Brüssel - Dann ging es ganz schnell. Gegen 18.30 Uhr rief der ständige Ratspräsident Charles Michel das EU-Finanzpaket auf. Um 19 Uhr hatten die 27 Staats- und Regierungschefs es dann schon einstimmig beschlossen.

Damit war nicht nur klar, dass Anfang 2021 pünktlich der mehrjährige Finanzrahmen für die Jahre 2021 bis 2027 mit einem Volumen von 1072 Milliarden Euro sowie der Wiederaufbaufonds nach der Corona-Epidemie mit einem Volumen von 750 Milliarden starten kann. Es war auch ein Streit beigelegt, der an den Grundfesten der EU gerüttelt hatte.

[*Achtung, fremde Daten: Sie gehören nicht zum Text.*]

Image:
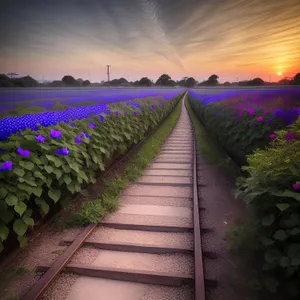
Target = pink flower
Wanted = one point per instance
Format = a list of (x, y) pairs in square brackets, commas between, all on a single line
[(296, 186), (260, 119)]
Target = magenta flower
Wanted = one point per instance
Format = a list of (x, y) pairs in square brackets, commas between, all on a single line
[(260, 119), (78, 139), (55, 133), (6, 166), (63, 151), (40, 138), (290, 136), (296, 186), (25, 153)]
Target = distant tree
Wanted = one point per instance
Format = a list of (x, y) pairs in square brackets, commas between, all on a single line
[(145, 81), (190, 82), (163, 80), (85, 83), (212, 80), (256, 82), (69, 80), (296, 79)]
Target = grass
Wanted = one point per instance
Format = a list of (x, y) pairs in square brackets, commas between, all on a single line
[(9, 275), (208, 148), (94, 211)]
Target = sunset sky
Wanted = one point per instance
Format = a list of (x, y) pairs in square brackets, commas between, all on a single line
[(232, 38)]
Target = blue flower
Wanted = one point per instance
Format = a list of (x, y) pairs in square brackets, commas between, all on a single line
[(25, 153), (55, 133), (40, 138)]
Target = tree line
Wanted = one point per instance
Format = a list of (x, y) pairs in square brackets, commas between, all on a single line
[(163, 80)]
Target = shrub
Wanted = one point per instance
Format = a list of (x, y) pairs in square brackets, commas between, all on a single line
[(272, 188), (39, 168)]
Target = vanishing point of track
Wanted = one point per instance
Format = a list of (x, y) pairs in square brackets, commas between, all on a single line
[(154, 238)]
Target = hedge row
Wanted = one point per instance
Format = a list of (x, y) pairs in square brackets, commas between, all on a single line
[(239, 133), (43, 167), (272, 188), (271, 185)]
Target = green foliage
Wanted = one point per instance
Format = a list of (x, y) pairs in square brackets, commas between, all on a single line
[(93, 211), (269, 190), (238, 135), (45, 178)]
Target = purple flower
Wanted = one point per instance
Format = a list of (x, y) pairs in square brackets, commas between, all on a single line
[(296, 186), (290, 136), (55, 133), (260, 119), (63, 151), (40, 138), (85, 135), (78, 139), (22, 152), (6, 166)]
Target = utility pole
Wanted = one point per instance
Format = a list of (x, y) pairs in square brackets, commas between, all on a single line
[(108, 67)]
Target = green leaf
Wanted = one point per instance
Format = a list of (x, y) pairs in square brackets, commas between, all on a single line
[(3, 193), (280, 235), (283, 206), (29, 221), (268, 220), (20, 227), (48, 169), (54, 194), (42, 204), (11, 200), (37, 191), (67, 179), (20, 208), (19, 172), (28, 165), (4, 231), (271, 283)]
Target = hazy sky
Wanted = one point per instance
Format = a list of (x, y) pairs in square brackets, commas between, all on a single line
[(231, 38)]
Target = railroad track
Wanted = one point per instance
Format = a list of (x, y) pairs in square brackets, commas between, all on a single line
[(151, 247)]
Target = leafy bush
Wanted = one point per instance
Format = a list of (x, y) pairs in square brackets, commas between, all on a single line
[(39, 168), (240, 132), (272, 188)]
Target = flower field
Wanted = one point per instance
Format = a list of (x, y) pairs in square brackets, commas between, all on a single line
[(45, 158), (261, 130)]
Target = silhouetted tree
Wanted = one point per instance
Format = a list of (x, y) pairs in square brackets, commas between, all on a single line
[(256, 82), (145, 81), (296, 79), (69, 80), (86, 83), (163, 80)]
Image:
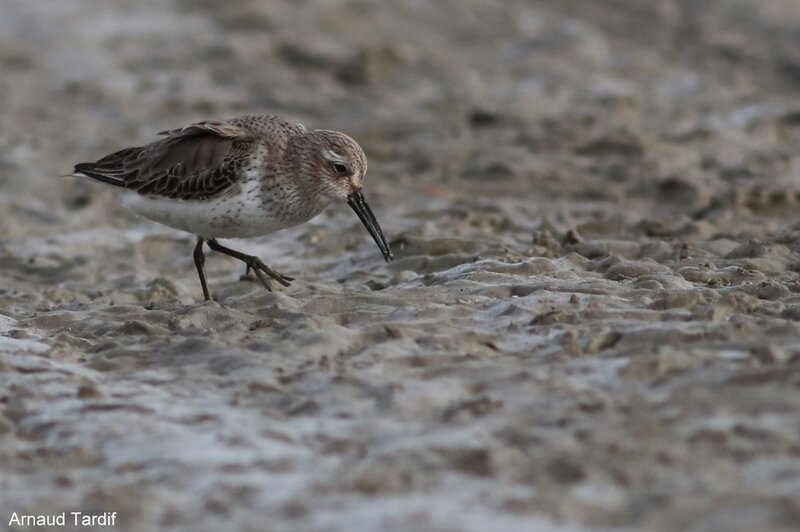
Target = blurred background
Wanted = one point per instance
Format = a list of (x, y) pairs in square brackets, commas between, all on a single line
[(591, 321)]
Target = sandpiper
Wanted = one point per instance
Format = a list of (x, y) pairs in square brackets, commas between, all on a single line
[(239, 178)]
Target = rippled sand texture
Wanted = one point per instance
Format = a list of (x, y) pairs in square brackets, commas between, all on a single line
[(592, 320)]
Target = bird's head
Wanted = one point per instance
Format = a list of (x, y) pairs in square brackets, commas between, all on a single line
[(336, 164)]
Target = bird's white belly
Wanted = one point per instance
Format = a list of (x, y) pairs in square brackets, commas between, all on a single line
[(227, 216)]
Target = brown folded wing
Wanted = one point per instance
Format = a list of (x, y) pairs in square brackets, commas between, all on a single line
[(193, 163)]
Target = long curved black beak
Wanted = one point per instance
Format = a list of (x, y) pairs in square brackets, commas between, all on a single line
[(359, 204)]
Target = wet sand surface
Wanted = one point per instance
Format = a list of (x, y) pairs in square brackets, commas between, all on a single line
[(591, 323)]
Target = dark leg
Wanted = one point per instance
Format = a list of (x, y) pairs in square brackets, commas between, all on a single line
[(199, 261), (253, 263)]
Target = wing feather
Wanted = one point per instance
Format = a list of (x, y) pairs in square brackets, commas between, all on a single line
[(195, 162)]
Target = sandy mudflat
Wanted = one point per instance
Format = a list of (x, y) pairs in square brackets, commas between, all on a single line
[(592, 321)]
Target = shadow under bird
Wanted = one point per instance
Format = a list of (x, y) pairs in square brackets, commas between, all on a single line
[(239, 178)]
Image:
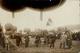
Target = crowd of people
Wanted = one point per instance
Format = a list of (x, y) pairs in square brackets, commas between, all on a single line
[(12, 38)]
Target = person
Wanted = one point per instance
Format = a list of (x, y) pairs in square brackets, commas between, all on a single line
[(18, 39), (68, 40), (2, 39), (37, 41), (52, 40), (63, 40), (6, 41), (26, 41)]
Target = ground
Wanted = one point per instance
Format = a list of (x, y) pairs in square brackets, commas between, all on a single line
[(75, 49)]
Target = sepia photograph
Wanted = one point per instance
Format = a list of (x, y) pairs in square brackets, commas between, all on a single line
[(39, 26)]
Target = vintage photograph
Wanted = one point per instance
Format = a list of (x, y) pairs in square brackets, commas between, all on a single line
[(39, 26)]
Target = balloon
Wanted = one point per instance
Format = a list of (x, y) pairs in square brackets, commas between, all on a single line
[(43, 4), (13, 5)]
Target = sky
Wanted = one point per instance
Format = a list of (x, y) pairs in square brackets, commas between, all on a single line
[(67, 14)]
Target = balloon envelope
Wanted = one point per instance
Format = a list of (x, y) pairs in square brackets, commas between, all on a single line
[(43, 4), (13, 5)]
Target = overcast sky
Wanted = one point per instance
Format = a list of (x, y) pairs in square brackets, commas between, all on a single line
[(67, 14)]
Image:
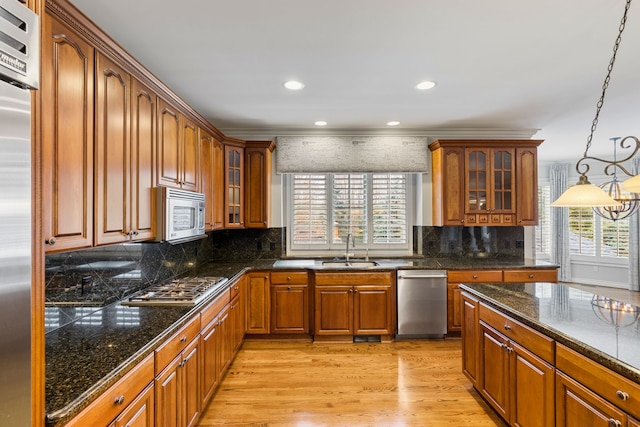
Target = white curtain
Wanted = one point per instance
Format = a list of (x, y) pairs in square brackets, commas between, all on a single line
[(558, 179), (634, 241)]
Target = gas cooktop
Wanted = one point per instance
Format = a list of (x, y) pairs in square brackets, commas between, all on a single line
[(185, 291)]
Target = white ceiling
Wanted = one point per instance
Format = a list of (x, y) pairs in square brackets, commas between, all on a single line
[(502, 66)]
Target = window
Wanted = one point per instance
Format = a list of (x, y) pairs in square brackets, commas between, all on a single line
[(324, 208), (592, 235)]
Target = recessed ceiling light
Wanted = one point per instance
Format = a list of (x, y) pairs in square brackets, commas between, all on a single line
[(293, 85), (425, 85)]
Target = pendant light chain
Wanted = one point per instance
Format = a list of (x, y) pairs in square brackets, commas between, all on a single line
[(605, 85)]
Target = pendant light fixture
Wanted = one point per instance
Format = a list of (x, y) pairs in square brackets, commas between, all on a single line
[(585, 194), (629, 201)]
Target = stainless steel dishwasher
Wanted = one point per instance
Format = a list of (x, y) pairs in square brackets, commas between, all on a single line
[(422, 304)]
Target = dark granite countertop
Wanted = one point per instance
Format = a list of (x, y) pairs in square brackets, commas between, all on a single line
[(88, 355), (583, 321)]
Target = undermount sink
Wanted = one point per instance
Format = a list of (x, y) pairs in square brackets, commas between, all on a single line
[(350, 264)]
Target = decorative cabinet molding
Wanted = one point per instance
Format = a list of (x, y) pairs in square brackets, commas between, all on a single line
[(484, 182)]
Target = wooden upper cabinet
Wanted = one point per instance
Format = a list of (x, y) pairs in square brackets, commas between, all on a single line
[(113, 192), (125, 141), (484, 182), (258, 183), (177, 148), (234, 186), (143, 165), (448, 186), (67, 93), (189, 164), (527, 178), (212, 179)]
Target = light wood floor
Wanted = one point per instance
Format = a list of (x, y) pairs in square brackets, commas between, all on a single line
[(405, 383)]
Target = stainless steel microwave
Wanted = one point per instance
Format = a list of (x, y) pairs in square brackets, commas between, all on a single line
[(180, 215)]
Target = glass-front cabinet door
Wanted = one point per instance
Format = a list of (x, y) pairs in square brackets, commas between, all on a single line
[(490, 186), (503, 181), (234, 165), (477, 180)]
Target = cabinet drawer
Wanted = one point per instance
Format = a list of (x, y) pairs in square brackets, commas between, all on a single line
[(115, 399), (353, 278), (234, 289), (289, 278), (212, 309), (530, 275), (533, 340), (474, 276), (612, 386), (174, 345)]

Polen und Ungarn hatten mit ihrem Veto gegen das Finanzpaket gedroht und wollten damit den so genannten Rechtsstaatsmechanismus zu Fall bringen. Der sieht vor, dass Ländern, die es mit den demokratischen Regeln und Werten der EU nicht so genau nehmen, der Zugriff auf Haushaltsgelder verwehrt werden kann. Mit diesem Erpressungsversuch aber kamen die Regierungschefs aus Polen und Ungarn nicht durch und mussten klein beigeben.

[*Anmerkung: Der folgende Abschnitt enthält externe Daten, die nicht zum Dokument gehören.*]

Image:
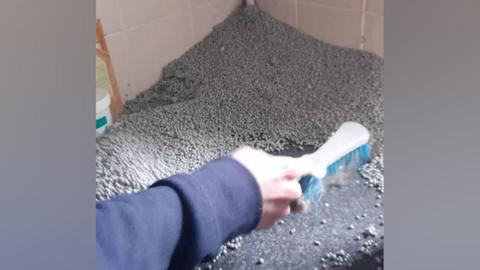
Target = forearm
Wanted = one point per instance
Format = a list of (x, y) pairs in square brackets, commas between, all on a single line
[(178, 221)]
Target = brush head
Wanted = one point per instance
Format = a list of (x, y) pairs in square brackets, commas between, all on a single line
[(313, 187)]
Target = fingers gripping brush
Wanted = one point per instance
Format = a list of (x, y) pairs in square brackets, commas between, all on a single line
[(346, 150)]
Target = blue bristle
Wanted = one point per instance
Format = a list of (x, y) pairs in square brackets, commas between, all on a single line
[(313, 188)]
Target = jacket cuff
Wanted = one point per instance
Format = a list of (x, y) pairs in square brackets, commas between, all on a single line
[(233, 195)]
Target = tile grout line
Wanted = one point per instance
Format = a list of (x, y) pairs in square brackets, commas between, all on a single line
[(362, 25), (126, 46)]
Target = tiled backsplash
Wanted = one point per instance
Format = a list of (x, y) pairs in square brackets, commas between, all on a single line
[(349, 23), (144, 35)]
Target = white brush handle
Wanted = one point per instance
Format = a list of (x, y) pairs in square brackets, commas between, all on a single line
[(348, 137)]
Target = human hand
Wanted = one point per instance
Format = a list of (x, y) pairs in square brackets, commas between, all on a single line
[(277, 177)]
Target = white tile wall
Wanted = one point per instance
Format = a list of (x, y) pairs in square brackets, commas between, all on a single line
[(145, 35)]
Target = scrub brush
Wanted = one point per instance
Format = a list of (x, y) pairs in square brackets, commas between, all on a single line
[(346, 150)]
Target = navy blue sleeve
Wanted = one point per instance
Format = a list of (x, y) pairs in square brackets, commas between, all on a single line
[(179, 221)]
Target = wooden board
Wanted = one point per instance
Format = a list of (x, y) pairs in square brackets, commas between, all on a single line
[(116, 105)]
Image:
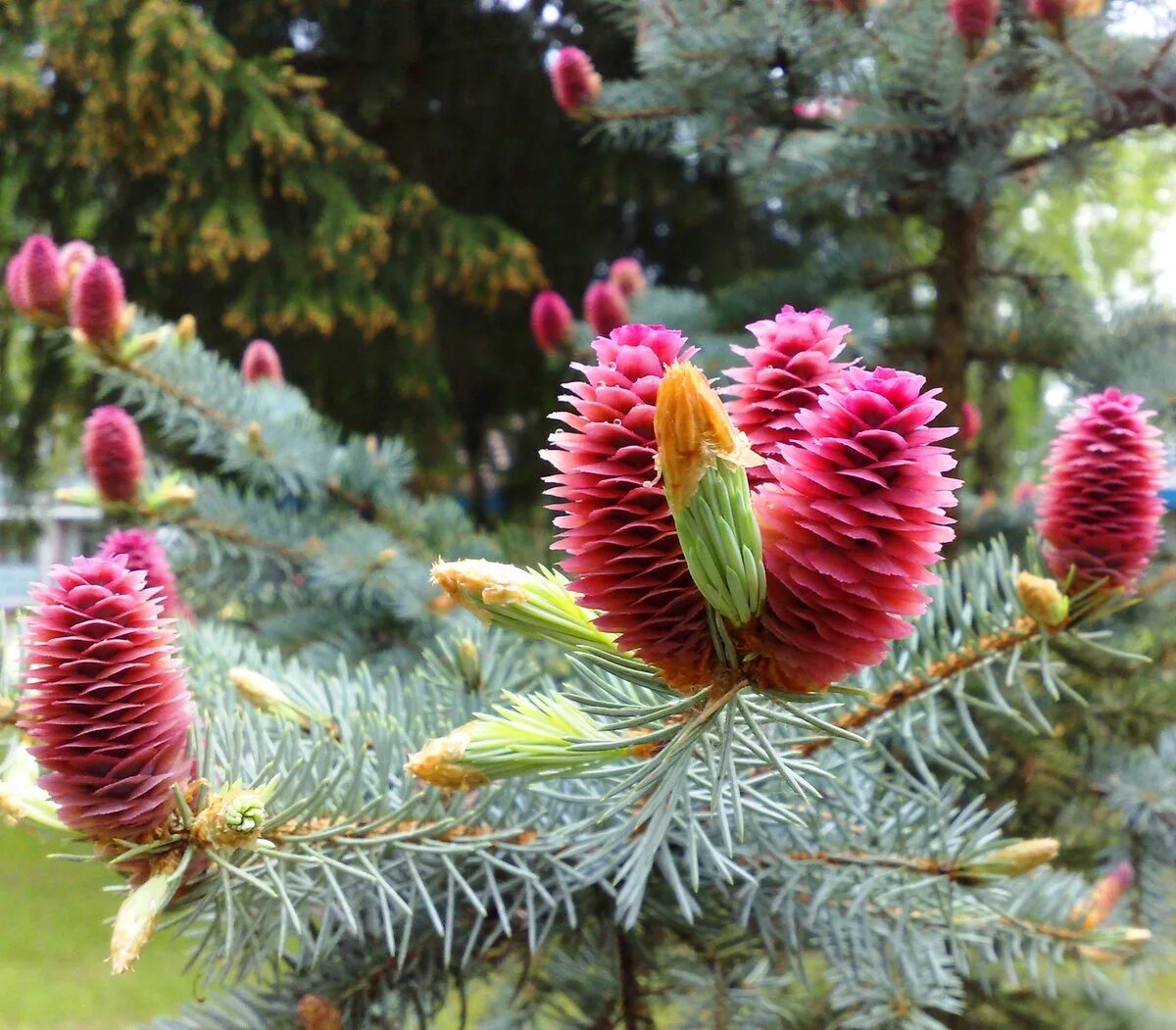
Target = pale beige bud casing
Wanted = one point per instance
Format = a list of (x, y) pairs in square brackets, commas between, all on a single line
[(1012, 859), (703, 460), (140, 911), (1044, 600)]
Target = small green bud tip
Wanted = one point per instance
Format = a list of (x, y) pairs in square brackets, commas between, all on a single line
[(232, 818), (264, 693), (245, 813), (532, 602), (1044, 600), (1014, 859), (703, 460), (22, 799), (534, 735)]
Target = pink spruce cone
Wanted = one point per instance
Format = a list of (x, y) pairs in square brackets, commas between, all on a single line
[(785, 374), (1024, 492), (605, 308), (105, 700), (1106, 893), (624, 558), (144, 554), (973, 19), (99, 301), (552, 322), (113, 449), (45, 276), (575, 82), (969, 423), (853, 519), (627, 275), (1100, 505), (1051, 11), (75, 255), (260, 363)]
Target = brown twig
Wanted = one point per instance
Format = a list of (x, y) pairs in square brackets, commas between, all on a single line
[(239, 536), (906, 690)]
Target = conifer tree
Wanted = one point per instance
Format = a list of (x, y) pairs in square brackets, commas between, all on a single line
[(897, 143), (739, 733)]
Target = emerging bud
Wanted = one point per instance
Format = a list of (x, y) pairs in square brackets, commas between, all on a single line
[(973, 19), (532, 602), (264, 693), (605, 308), (1012, 859), (75, 255), (260, 363), (469, 663), (230, 819), (113, 449), (1044, 600), (575, 82), (98, 306), (23, 800), (1105, 894), (614, 523), (627, 275), (536, 735), (317, 1012), (139, 913), (703, 460), (552, 322)]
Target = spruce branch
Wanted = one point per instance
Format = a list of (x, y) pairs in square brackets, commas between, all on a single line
[(938, 674)]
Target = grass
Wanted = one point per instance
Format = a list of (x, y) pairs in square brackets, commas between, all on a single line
[(54, 943)]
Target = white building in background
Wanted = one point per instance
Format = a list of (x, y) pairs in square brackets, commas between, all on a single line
[(38, 531)]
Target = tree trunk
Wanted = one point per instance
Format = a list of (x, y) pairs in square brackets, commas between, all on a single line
[(956, 275)]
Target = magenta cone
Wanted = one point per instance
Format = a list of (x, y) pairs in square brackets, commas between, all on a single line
[(105, 700)]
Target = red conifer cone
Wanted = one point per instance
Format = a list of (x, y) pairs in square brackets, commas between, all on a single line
[(99, 301), (627, 275), (574, 80), (973, 19), (145, 555), (105, 700), (1100, 505), (113, 449), (624, 557), (851, 523), (260, 361), (45, 275), (75, 255), (605, 308), (552, 322), (785, 374)]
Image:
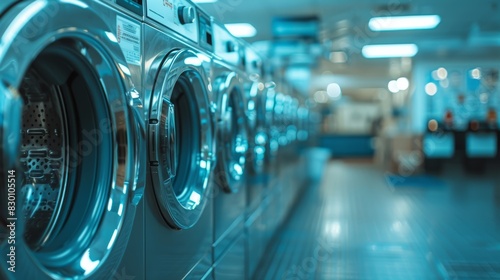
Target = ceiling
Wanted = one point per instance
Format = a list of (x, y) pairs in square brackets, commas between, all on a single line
[(467, 29)]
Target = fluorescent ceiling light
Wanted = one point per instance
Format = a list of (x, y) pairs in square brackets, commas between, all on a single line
[(395, 50), (204, 1), (244, 30), (404, 23)]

Diesen Erfolg kann sich Angela Merkel auf die Fahnen schreiben

Diesen Erfolg kann sich Angela Merkel auf die Fahnen schreiben. In ihrer Funktion als amtierende EU-Ratspräsidentin hatte sie mühsam einen Kompromiss ausgehandelt. Als Merkel an diesem ersten Tag des letzten Gipfels unter deutscher Präsidentschaft im Foyer des Ratsgebäudes die Maske herunternimmt und vor die Kameras tritt, vermittelt sie den Eindruck, dass der Streit mit Polen und Ungarn um das 1800 Milliarden schwere Finanzpaket schon beigelegt ist.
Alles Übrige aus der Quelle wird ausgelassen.